ORDER BY / GROUP BY on indexed columnsData is already sorted, eliminating an extra sort step.
Prefix searches (WHERE name LIKE 'A%')The prefix defines a contiguous range in the tree.

Composite (Multi‑Column) Indexes

A composite index stores the columns in the order they are defined.
Example: CREATE INDEX ix_user_created ON events (user_id, created_at);

  • Efficient for

    • WHERE user_id = ?
    • WHERE user_id = ? AND created_at > ? (the leading column is used, then the second column narrows the range)
  • Inefficient for

    • WHERE created_at = ? alone – the index can’t be used because created_at isn’t the leading column.

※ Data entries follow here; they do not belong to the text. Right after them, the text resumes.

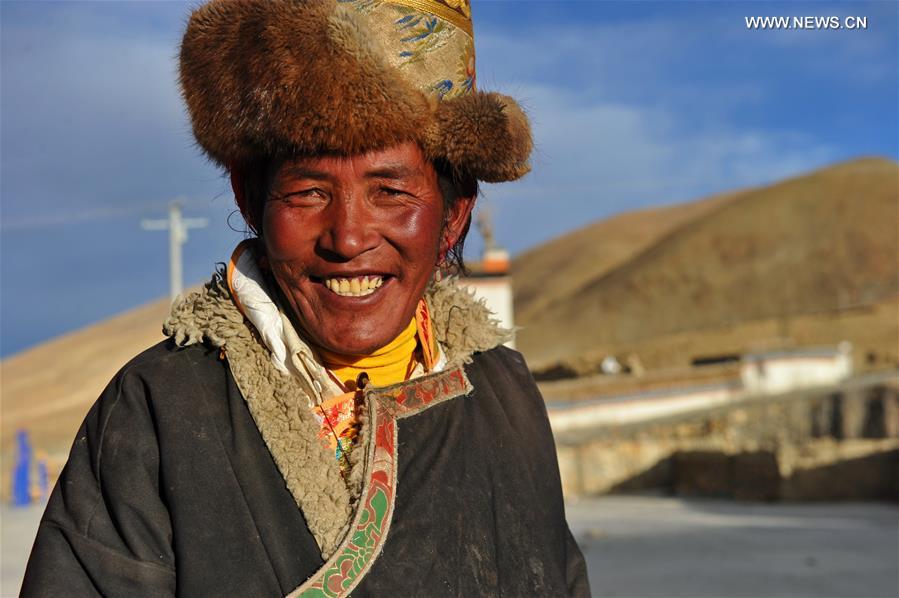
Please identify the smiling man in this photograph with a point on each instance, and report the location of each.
(329, 415)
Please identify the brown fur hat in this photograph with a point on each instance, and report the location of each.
(281, 78)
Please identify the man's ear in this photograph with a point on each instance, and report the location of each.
(240, 196)
(457, 221)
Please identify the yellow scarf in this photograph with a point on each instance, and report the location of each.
(388, 365)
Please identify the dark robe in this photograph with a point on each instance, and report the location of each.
(170, 490)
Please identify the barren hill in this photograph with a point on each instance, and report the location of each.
(49, 388)
(823, 242)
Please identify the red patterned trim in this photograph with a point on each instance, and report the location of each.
(357, 553)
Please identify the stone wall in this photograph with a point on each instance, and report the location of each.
(837, 444)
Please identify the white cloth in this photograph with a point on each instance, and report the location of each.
(290, 354)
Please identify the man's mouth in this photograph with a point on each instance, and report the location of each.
(358, 286)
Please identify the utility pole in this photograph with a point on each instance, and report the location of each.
(177, 227)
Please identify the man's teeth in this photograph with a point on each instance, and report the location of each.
(354, 287)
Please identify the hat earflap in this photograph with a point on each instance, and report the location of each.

Analogy: Think of a phone book sorted by (Last Name, First Name). It’s trivial to locate all “Smiths,” but you can’t jump straight to every “John” without scanning the whole book.

Common Misconceptions

MythReality
“Indexes speed up all queries.”They accelerate reads but add overhead to every INSERT, UPDATE, and DELETE.
“More indexes are always better.”Each index consumes disk space and increases write amplification.
“B‑Trees are only for equality.”Their real strength is handling ranges and producing sorted output.

When a B‑Tree Is the Wrong Choice

Avoid B‑Tree indexes in the following situations:

  1. Low cardinality – e.g., is_active = true for 90 % of rows. The optimizer will often prefer a full table scan because reading the index plus the table is costlier.
  2. High‑frequency equality‑only look‑ups on unique keys – a hash index can be faster (though less flexible).
  3. Append‑only / time‑series data – consider BRIN (Block Range Indexes) when rows are naturally ordered by time and the table is massive.
  4. Full‑text search – use GIN or other inverted indexes designed for searching words inside large text fields.

Practical Takeaways

  • B‑Trees are page‑optimized, aiming to minimize disk I/O rather than CPU cycles.
  • Tree height matters more than total row count; a shallow tree yields fast look‑ups.
  • The order of columns in a composite index is critical; the leading column must appear in the query’s WHERE clause for the index to be useful.
  • Always weigh your read‑vs‑write ratio before adding new indexes—more indexes help reads but hurt writes.